- Interactive map of Aroostook State Park
- Location: Presque Isle, Maine, United States
- Coordinates: 46°36′56″N 68°00′29″W﻿ / ﻿46.615453°N 68.008184°W
- Area: 898 acres (363 ha)
- Elevation: 978 ft (298 m)
- Established: 1938
- Administrator: Maine Department of Agriculture, Conservation and Forestry
- Website: Official website
- Maine State Parks

= Aroostook State Park =

State park in Aroostook County, Maine

Aroostook State Park is public recreation area within the southern municipal boundary of the city of Presque Isle in Aroostook County, Maine. The state park's 898 acre encompass Quaggy Jo Mountain and sit adjacent to Echo Lake. "Quaggy Jo" is an altered version of the mountain's Native American name, "Qua Qua Jo", which means "twin-peaked."

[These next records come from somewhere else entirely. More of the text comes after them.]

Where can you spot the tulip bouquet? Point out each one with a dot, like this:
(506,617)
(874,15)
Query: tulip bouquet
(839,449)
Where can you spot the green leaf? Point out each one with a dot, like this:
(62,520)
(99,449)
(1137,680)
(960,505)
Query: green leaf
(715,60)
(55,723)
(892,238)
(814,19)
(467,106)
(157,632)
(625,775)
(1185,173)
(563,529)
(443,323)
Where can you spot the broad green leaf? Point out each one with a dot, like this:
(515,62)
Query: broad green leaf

The park is off U.S. Route 1 on the south side of Presque Isle. The similarly named Aroostook National Wildlife Refuge is some 30 mi to the north.

==History==
The park was formed in 1938 as the first of Maine's state parks three years after the creation of the Maine State Park Commission. It was formed through the donation of 100 acre of land by business persons from the Presque Isle Merchants Association. The park's first ski runs were built by a 35-member crew from the Works Progress Administration. In 1960, lift fees were $1 per person and the ski season was from approximately January 15 to April 15.

In 2009, the park was expanded with the addition of 145.6 acre, which cost the Department of Conservation $60,000.

== Wildlife ==
While the park's forest provides a home for black bear and moose, smaller species such as foxes, squirrels, and chipmunks are more commonly seen by visitors. The forest's mix of hardwood trees and cold-tolerant softwoods typical of northern Maine includes various species of ash, maple, and birch, as well as hophornbeam, quaking aspen, American beech, and balsam fir. Common birds include hawks, owls, and woodpeckers. Brook trout are found in Echo Lake.

==Activities and amenities==
The park offers a 30-site campground and trails for hiking, cross-country skiing, and snowshoeing. Swimming, fishing, and canoeing are offered on Echo Lake.